The state legislature passed the vaccine law after tragedy struck two college students here in Texas.

UT Austin student Jamie Shanbaum, 19, had both her legs amputated after contracting meningitis.

A few hundred miles away at Texas A&M, NIcolis Williams, 19, lost his life.

"About 1 in 10 people die from it," Dr. Whit Walker said. "If you survive, about 1 in 10 people will have amputations."

Dr. Walker with the Texas Tech Health Science and Research Center says the virus should be taken seriously.

It's a belief shared by Gov. Rick Perry who strongly supports the bill.

However, community colleges like Amarillo College believe the state may be taking things a bit too seriously.

"It's our belief that students who are going to a community college and are not living in a dorm situation probably don't need a meningitis shot," Ellen Green with Amarillo College said.

Since Amarillo College doesn't have dorm rooms, Green feels the state law should be revised.

"It's really hurting our students ability to go to school," she said.

Dr. Walker agrees that college students living in dorms are definitely more prone to contracting the virus.

"People may share the same eating utensil," he said. "People may have more intimate contact with others and they're living in an environment with 1,000 of their best friends."

Next legislative session, lawmakers may consider revising the age at which students must be vaccinated as well as if college students not living in a dorm room should still be required to get the shot.

According to the CDC, young adults up to age 22 are most at risk of getting meningitis.

If age requirements narrowed, several older students in their mid-20's attending schools would be able to continue their education without showing proof of being vaccinated.

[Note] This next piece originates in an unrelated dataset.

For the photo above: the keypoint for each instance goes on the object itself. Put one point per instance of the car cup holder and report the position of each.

Amarillo College estimates between 1,000 and 3,000 students were not able to enroll or take courses last spring because of the requirement.

To help with the financial burden of getting the shot, Amarillo College and the Amarillo Department of Public Health have teamed up. They are providing waivers to allow students to get the vaccine at a discounted rate.

Depending on waivers and insurance carriers, the cost of the shot can run between $20 and $200.

The City of Amarillo says they have an ample supply of the vaccine, unlike other larger cities across the state which are seeing shortages.